The final update query will look like

Update TableWithABunchOfNames
set [FName] = (SELECT FirstName from TestingName
WHERE NameID = ABS(CHECKSUM(NEWID())) % 5) 

This does not work because sometimes I get more than 1 row and sometimes I get no rows.

What am I missing?

3
I have edited your title. Please see, "Should questions include “tags” in their titles?", where the consensus is "no, they should not".John Saunders

3 Answers

1
votes

The problem is that you are getting a different random value for each row. That is the problem. This query is probably doing a full table scan. The where clause is executed for each row -- and a different random number is generated.

So, you might get a sequence of random numbers where none of the ids match. Or a sequence where more than one matches. On average, you'll have one match, but you don't want "on average", you want a guarantee.

This is when you want rand(), which produces only one random number per query:

SELECT FirstName
from TestingName
WHERE NameID = floor(rand() * 5);

This should get you one value.

1
votes

Why not use top 1?

Select top 1 firstName
From testingName
Order by newId()
1
votes

This worked for me:

WITH
CTE
AS
(
    SELECT
        ID
        ,FName
        ,CAST(5 * (CAST(CRYPT_GEN_RANDOM(4) as int) / 4294967295.0 + 0.5) AS int) AS rr
    FROM
        dbo.TableWithABunchOfNames
)
,CTE_ForUpdate
AS
(
    SELECT
        CTE.ID
        , CTE.FName
        , dbo.TestingName.FirstName AS RandomName
    FROM
        CTE
        LEFT JOIN dbo.TestingName ON dbo.TestingName.NameID = CTE.rr
)
UPDATE CTE_ForUpdate
SET FName = RandomName
;

This solution depends on how smart optimizer is.

For example, if I use INNER JOIN instead of LEFT JOIN (which is the correct choice for this query), optimizer would move calculation of random numbers outside the join loop and end result would be not what we expect.

I created a table TestingName with 5 rows as in the question and a table TableWithABunchOfNames with 100 rows.

Here is the execution plan with LEFT JOIN. You can see the Compute scalar that calculates random numbers is done before the join loop.

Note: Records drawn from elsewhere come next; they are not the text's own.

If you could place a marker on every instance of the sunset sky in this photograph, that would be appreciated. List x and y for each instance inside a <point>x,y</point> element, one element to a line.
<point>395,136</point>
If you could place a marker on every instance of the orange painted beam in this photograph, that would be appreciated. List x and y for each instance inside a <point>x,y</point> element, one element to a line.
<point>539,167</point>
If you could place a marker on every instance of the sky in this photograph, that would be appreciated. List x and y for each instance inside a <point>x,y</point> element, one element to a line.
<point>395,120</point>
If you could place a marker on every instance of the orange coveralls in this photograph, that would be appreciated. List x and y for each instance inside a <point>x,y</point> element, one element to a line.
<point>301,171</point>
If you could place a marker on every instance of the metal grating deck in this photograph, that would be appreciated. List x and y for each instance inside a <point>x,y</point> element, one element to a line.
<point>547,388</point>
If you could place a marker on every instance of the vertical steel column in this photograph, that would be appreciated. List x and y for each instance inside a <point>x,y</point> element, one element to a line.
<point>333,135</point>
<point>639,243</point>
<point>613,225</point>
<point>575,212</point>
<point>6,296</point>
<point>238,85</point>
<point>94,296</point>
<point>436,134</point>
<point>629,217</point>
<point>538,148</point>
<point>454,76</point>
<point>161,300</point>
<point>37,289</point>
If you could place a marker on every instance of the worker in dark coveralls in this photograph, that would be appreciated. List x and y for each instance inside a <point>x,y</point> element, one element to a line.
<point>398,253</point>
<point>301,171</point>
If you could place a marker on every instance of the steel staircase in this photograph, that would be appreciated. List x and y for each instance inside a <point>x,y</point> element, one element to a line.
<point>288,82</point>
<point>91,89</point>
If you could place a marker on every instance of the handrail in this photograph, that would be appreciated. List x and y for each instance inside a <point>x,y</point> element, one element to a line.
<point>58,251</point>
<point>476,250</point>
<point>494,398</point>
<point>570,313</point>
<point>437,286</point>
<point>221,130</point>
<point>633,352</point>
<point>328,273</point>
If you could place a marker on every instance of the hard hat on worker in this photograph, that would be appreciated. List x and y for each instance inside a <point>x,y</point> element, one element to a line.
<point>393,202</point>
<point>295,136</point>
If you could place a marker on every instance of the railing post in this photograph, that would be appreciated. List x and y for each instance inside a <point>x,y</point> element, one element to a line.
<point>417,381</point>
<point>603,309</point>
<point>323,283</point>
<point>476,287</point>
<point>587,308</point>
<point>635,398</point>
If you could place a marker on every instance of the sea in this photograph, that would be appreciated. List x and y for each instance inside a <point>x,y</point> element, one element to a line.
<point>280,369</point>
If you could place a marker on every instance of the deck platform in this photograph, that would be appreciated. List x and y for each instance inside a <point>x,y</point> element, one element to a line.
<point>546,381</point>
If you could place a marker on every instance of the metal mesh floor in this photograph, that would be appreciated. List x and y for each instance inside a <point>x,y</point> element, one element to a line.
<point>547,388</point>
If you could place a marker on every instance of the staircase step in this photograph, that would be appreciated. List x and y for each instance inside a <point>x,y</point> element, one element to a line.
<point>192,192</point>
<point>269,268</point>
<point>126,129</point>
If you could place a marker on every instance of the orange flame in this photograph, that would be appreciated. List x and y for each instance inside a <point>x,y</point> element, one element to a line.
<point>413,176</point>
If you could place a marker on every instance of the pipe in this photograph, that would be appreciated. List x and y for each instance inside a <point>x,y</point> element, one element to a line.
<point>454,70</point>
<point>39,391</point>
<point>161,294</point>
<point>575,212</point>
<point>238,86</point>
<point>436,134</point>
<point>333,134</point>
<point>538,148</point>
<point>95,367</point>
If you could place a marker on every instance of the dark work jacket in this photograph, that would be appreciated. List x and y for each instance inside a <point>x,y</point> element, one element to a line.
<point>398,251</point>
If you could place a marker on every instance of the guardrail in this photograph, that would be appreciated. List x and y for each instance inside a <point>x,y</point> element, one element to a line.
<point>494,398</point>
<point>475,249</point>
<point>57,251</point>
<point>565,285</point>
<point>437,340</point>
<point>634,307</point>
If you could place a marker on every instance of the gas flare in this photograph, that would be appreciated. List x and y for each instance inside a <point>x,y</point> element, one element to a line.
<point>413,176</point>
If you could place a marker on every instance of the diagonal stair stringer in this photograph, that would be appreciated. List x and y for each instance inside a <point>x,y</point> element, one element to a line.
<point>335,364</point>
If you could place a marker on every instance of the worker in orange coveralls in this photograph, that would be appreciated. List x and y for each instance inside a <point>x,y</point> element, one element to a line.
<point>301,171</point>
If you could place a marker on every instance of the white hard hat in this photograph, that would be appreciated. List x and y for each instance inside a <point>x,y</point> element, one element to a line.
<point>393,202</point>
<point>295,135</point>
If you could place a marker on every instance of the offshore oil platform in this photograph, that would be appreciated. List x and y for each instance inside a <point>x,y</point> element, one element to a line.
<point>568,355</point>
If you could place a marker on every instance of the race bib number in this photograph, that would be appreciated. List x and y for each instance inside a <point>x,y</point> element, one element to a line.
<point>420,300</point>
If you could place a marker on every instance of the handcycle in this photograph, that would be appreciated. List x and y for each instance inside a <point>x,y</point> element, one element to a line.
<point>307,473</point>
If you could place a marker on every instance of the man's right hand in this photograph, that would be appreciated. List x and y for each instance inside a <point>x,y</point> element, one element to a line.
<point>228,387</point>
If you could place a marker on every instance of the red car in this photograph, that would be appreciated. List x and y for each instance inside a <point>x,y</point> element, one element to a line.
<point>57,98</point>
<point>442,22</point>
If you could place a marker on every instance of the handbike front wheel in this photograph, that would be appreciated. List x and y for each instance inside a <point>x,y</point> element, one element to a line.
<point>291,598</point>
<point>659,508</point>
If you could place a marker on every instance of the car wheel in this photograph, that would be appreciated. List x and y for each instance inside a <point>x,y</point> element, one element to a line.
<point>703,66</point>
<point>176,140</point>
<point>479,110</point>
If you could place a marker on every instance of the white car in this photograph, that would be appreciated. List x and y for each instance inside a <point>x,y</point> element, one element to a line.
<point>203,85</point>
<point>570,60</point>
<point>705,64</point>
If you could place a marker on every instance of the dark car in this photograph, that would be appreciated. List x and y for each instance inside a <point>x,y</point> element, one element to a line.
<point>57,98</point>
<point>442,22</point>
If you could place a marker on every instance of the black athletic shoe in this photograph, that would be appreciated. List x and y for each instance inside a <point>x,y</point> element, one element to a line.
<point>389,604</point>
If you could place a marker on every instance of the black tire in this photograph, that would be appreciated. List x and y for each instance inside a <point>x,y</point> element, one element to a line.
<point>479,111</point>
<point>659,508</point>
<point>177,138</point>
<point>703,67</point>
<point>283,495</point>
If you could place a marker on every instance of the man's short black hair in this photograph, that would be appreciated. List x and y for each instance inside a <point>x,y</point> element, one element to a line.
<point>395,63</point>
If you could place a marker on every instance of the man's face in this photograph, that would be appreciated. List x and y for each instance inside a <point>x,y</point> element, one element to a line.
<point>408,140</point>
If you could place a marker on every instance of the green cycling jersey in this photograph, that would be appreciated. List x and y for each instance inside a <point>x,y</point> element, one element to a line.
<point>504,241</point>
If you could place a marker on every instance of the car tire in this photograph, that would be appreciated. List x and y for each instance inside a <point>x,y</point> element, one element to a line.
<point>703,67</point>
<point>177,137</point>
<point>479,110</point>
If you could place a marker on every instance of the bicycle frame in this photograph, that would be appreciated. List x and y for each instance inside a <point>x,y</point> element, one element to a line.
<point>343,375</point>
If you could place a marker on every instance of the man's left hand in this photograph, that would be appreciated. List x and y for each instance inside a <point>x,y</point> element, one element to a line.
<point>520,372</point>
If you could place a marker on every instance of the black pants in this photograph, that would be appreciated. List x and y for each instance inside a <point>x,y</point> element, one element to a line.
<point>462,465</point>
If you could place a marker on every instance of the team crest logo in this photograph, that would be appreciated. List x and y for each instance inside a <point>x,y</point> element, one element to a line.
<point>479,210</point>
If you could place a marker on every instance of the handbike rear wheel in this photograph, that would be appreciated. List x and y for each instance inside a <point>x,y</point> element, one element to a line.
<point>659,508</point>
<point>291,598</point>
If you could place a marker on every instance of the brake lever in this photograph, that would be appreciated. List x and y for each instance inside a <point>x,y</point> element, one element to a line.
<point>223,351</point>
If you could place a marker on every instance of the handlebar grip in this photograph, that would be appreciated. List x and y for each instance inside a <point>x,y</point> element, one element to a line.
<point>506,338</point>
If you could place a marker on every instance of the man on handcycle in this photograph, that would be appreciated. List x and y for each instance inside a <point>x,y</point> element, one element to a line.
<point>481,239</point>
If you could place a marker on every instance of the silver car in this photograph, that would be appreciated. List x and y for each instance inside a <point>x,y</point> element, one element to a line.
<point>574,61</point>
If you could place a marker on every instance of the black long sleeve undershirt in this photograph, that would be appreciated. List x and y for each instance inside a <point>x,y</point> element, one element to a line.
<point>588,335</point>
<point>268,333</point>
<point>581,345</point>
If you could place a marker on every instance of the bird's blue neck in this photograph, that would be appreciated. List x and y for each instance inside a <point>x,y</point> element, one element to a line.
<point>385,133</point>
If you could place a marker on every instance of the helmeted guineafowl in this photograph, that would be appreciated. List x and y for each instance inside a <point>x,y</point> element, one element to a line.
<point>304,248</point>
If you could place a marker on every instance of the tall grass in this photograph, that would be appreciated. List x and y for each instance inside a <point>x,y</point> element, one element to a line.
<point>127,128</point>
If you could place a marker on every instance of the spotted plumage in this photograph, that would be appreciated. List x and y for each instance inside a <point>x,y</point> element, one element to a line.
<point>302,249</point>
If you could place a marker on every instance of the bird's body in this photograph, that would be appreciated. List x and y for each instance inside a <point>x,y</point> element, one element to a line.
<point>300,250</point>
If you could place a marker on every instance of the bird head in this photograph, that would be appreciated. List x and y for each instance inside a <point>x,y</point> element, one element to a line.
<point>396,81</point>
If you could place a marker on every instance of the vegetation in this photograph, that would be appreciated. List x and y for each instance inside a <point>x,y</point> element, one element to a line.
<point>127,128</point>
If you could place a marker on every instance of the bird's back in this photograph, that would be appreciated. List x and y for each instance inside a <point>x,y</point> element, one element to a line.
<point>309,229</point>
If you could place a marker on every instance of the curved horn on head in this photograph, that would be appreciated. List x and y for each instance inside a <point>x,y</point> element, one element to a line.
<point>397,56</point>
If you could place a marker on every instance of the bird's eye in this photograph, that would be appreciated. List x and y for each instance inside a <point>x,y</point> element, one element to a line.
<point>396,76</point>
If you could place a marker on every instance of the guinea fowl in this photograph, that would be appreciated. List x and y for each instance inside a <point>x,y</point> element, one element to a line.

You can see that 100 rows were updated:

left join

Here is the execution plan with INNER JOIN. You can see the Compute scalar that calculates random numbers is done after the join loop and with extra filter. This query may update not all rows in TableWithABunchOfNames and some rows in TableWithABunchOfNames may be updated several times. You can see that Filter left 102 rows and Stream aggregate left only 69 rows. It means that only 69 rows were eventually updated and also there were multiple matches for some rows (102 - 69 = 33).

inner join


To guarantee that the result is what you expect you should generate random number for each row in TableWithABunchOfNames and explicitly remember the result, i.e. materialize the CTE shown above. Then use this temporary result to join with the table TestingName.

You can add a column to TableWithABunchOfNames to store generated random numbers or save CTE to a temp table or table variable.